Tenure: A dull dog's idea of heaven?

ID-friendly astronomer Guillermo Gonzalez, who is appealing his tenure denial at Iowa State to the Iowa State Board of Regents, may have some ammunition in the form of an article in The Scientist by Frank L. Douglas, "Discrimination in Academia", blasting the tenure process.

Gonzalez, the ID-friendly astronomer associated with the Privileged Planet hypothesis, was denied tenure under circumstances that many have seen as viewpoint discrimination. Now, the editor says on behalf of Douglas,
Editor's Note: Frank Douglas resigned from senior positions at MIT earlier this summer, in the wake of the Institute's controversial denial of tenure to James Sherley, who staged a hunger strike in protest in February. In this piece, which will run in the October issue of The Scientist, Douglas describes his reasons for resigning, which go beyond the Sherley case. We're publishing it early online to spark a discussion of diversity on university campuses.

Readers are invited by The Scientist to comment on the case. In his own right, Douglas says,
On June 3, I resigned from faculty and administrative positions at MIT, effective June 30. I did so because I perceived an unconscious discrimination against minorities and because my colleagues and the institute authorities did not act on my recommendations to address these issues. The timing was such that many of my colleagues thought I was resigning over the case of James Sherley, who was denied tenure in 2004 and went on a hunger strike earlier this year in protest. But my decision was based on the complex, insidious nature of discrimination in a university context.

Not to worry, Frank. Lots of people would understand. But here's something really interesting:
A key player in starting the mischief was Nancy Hopkins, about whom I wrote last year,
In an analogous situation, Larry Summers, a key project backer, lost his own presidency last year for nothing more than pointing out that women are not as well adapted to the hard sciences as men.

That fact is massively overdetermined by evidence, but what does evidence matter in the face of a demand to demonstrate a politically correct proposition rather than a factually based one?

Indeed, one phase of Summers' difficulties over his remarks on women in science provides a sobering lesson as to what to expect from the Harvard OoL project.

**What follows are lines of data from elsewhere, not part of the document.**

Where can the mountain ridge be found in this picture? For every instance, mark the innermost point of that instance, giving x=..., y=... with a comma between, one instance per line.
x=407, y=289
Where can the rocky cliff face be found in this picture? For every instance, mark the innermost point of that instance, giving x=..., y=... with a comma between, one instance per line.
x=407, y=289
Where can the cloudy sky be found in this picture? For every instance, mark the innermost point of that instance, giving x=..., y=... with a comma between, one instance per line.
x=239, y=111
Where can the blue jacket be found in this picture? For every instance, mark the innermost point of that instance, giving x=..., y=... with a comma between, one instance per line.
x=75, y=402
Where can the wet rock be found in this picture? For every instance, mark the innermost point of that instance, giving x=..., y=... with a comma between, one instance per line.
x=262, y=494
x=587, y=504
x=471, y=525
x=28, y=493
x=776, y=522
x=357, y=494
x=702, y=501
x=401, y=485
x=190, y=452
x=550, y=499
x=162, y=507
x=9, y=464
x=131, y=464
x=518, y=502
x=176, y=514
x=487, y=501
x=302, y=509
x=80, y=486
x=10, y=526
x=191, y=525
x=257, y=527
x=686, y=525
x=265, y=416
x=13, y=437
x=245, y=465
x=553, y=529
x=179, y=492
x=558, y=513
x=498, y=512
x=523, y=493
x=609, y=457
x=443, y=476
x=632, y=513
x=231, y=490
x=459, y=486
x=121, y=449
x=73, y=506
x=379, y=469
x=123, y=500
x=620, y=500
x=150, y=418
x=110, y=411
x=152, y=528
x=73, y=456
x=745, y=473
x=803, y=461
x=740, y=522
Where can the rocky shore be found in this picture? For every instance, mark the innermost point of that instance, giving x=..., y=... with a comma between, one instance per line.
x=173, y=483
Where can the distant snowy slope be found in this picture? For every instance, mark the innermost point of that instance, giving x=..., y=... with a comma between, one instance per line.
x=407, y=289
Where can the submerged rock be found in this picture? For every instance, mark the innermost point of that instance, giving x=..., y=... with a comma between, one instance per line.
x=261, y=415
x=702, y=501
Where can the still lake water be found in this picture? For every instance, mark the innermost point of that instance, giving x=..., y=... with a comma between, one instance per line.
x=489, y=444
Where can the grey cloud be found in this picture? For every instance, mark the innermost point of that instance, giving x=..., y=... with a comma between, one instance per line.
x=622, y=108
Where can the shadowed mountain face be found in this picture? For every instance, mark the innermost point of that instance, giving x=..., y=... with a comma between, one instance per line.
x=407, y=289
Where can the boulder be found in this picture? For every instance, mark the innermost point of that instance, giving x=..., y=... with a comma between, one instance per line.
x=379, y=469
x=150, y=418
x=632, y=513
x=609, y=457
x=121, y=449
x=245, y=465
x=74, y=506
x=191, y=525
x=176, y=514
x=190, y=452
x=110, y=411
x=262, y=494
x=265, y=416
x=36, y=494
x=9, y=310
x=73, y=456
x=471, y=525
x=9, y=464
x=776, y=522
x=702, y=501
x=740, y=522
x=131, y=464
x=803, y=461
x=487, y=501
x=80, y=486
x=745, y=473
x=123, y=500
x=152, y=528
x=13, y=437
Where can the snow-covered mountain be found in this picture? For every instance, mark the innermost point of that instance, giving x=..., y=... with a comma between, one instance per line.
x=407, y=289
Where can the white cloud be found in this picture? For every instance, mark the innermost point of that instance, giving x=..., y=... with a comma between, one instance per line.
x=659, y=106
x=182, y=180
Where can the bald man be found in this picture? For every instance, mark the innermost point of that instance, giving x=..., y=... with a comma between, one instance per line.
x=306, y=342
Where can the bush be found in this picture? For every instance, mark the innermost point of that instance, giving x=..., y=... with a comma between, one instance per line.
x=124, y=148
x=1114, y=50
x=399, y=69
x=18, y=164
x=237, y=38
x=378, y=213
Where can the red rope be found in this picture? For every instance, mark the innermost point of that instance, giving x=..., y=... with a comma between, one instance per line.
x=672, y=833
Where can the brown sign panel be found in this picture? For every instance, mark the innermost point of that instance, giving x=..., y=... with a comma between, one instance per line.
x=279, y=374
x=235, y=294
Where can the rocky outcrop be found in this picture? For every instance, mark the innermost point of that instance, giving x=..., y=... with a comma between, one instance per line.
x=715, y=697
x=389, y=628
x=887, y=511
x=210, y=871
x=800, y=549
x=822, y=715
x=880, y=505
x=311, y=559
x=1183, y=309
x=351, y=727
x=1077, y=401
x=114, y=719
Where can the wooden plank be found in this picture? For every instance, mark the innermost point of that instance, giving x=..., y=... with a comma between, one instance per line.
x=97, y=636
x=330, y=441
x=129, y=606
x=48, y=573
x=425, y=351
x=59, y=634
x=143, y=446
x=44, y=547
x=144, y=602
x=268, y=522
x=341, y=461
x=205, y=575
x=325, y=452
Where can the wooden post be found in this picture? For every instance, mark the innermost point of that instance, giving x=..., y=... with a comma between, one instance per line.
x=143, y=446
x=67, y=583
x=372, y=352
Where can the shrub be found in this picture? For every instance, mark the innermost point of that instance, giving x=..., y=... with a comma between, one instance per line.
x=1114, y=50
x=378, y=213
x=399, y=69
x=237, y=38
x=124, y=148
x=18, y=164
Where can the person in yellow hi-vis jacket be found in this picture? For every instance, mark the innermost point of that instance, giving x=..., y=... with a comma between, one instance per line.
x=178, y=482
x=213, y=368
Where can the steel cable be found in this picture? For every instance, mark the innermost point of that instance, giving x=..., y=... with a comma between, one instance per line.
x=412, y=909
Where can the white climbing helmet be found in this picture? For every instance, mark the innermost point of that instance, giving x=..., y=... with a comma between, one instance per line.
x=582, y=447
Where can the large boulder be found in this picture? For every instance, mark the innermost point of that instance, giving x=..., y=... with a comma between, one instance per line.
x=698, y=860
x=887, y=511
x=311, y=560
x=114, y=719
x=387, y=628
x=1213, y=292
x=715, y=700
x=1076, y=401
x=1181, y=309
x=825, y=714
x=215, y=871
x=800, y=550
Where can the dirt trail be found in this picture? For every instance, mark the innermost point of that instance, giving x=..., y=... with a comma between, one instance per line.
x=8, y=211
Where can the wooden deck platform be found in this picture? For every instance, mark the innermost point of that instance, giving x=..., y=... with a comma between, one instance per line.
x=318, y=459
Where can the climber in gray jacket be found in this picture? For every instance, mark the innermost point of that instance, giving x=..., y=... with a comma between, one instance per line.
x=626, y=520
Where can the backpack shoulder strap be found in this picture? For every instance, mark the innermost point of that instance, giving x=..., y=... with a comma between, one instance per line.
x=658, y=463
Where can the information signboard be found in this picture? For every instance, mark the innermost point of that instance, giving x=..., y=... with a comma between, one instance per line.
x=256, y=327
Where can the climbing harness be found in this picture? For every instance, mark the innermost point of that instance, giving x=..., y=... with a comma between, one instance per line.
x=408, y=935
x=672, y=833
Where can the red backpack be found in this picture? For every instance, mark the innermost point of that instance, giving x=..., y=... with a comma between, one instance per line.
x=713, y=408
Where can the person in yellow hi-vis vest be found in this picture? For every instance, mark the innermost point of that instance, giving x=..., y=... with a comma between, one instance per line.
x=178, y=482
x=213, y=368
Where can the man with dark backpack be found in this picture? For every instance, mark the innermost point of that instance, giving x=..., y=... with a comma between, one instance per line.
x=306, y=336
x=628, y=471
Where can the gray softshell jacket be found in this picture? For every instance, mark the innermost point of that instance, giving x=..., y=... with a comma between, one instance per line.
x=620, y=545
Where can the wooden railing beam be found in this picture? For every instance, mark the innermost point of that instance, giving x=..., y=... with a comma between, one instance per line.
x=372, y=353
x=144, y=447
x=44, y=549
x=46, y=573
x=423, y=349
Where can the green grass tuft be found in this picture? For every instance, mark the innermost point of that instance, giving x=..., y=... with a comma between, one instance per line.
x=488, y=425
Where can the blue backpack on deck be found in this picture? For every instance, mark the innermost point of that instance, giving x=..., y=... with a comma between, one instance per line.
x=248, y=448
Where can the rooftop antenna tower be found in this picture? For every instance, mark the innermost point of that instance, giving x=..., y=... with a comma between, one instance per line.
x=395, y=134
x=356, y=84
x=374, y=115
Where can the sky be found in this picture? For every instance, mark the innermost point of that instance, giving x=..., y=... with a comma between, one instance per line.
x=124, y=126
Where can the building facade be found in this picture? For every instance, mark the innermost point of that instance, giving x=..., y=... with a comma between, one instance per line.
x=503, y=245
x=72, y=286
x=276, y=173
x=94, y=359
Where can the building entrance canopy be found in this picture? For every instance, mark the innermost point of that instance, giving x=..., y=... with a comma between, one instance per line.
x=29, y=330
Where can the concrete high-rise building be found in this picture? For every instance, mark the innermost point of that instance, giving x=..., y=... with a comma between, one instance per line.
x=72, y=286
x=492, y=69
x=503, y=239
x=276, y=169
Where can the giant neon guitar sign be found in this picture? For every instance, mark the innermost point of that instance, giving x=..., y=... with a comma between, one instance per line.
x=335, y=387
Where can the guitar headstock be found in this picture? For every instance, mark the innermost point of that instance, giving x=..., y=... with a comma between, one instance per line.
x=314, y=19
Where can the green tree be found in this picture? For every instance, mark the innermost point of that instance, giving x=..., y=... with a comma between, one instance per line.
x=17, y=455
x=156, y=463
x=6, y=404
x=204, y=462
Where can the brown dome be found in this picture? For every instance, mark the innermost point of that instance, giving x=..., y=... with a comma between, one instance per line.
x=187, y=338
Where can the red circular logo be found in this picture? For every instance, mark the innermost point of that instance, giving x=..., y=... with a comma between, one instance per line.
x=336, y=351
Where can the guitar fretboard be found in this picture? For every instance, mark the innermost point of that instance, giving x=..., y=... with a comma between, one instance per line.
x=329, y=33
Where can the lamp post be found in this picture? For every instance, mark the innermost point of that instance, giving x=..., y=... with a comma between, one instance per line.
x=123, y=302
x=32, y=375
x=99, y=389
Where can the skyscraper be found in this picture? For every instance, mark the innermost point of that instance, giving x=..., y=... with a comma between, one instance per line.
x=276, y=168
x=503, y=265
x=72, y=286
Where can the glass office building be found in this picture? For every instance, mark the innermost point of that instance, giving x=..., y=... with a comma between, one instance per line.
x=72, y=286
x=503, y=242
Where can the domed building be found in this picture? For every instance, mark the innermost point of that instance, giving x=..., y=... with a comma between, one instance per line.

Biology prof Nancy Hopkins walked out of Summers' talk, proclaiming that his remarks made her sick. Specifically, she told The Globe ,that if she hadn't left, she "would've either blacked out or thrown up."

Now, ... what if a hard science guy announced that challenges from his colleagues cause him to nearly black out or throw up unless he can just walk out on them? Should he be given a demanding chair? For that matter, which of the ID theorists is having a nervous breakdown because of remarks made by the adult toddlers over at the Thumb? People do not have to be tough in order to survive (it often pays better to be nice, actually), but they do have to be tough in order to survive certain types of positions.

I guess American academics need to decide if they want to live on their knees, and if the latter, to kneel to just everyone who gets sick or throws a fit?

(Note: I also wrote a series on peer review, why it often comes to be dominated by mediocrities whose mission in life is to swat down new ideas. A number of proposals for reform are under discussion.)